Stuff South Africa

Shuttleworth wins R250m from Reserve Bank

South African-born technology entrepreneur Mark Shuttleworth has won an appeal at the Supreme Court against the South African Reserve Bank that will see the bank pay him more than R250 million (plus interest). In 2009 Shuttleworth moved R2,5 billion from South Africa to the Isle of Man and was hit with a R250m levy from the Reserve Bank.

Shuttleworth contested the levy and took the matter to court in an effort to have the entire South African exchange control system declared unconstitutional. He didn’t manage this, but did get parts of the county’s exchange control regulations declared unconstitutional. Now he plans to use the money the Reserve Bank has to pay him to fund similar battles.

Shuttleworth-1000“I will put the returned funds of R250m plus interest into a trust, to underwrite constitutional court cases on behalf of those who’s circumstances deny them the ability to be heard where the counterparty is the state,” Shuttleworth said in a post on his blog.

“It is more expensive to work across South African borders than almost anywhere else on earth, purely because the framework of exchange controls creates a cartel of banks authorised to act as the agents of the Reserve Bank in currency matters,” Shuttleworth says. “We all pay a very high price for that cartel, and derive no real benefit in currency stability or security for that cost.”

Shuttleworth says exchange controls stifle the economy, make goods more expensive, reduce South Africans’ ability to compete globally and make cross-border remittances from migrant workers unnecessarily expensive, “a shame we should work to address”.

Though Shuttleworth is no doubt thrilled with the ruling, he says there’s more to the case than simply recouping the money. “We are now considering the continuation of the case in the Constitutional Court, to challenge exchange control on constitutional grounds and ensure that the benefits of today’s ruling accrue to all South Africans.”

It’s the existing exchange control regulations that forced Shuttleworth to leave South Africa in the first place.

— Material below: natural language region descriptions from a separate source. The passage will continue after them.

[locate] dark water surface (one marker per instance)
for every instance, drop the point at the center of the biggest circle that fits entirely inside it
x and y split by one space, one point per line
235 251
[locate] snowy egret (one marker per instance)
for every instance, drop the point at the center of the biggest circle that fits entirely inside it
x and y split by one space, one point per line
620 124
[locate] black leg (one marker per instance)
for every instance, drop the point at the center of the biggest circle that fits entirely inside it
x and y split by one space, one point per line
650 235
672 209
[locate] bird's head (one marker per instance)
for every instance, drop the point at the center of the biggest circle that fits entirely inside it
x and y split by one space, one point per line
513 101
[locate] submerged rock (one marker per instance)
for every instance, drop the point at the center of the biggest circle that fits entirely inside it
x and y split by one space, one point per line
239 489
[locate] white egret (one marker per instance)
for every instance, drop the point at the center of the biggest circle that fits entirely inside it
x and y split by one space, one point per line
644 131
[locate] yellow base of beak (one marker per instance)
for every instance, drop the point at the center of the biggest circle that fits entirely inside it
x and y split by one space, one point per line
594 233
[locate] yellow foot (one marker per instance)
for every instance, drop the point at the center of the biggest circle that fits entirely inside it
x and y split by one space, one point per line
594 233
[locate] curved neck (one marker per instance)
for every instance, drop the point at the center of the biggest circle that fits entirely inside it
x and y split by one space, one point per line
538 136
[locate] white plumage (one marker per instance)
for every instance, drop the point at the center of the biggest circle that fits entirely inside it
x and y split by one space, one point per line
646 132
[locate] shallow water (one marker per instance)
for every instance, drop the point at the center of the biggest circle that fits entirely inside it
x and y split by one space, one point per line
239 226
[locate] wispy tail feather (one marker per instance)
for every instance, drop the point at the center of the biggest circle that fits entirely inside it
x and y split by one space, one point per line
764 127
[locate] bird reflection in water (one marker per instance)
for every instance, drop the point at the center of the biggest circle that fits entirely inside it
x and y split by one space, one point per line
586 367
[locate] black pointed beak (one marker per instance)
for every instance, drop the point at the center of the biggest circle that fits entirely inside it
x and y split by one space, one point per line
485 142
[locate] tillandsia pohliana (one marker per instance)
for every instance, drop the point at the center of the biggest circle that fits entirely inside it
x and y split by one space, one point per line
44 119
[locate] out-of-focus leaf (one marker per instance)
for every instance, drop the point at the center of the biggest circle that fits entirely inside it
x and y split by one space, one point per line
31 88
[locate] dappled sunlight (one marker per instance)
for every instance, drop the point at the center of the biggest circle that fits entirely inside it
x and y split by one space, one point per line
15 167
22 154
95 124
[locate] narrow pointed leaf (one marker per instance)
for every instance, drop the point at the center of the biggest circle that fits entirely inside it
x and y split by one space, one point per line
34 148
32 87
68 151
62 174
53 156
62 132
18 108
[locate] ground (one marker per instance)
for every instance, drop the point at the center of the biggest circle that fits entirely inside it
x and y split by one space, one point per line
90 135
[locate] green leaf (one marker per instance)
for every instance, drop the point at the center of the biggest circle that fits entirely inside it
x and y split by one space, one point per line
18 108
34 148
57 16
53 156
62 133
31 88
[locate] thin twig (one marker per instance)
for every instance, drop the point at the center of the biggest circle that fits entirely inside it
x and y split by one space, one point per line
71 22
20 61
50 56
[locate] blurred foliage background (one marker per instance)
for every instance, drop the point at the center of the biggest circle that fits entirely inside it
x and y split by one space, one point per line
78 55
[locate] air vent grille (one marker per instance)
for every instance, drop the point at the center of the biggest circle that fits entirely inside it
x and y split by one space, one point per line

“This case also has a very strong personal element for me, because it is exchange controls which make it impossible for me to pursue the work I am most interested in from within South Africa and which thus forced me to emigrate years ago. I pursue this case in the hope that the next generation of South Africans who want to build small but global operations will be able to do so without leaving the country. In our modern, connected world, and our modern connected country, that is the right outcome for all South Africans.”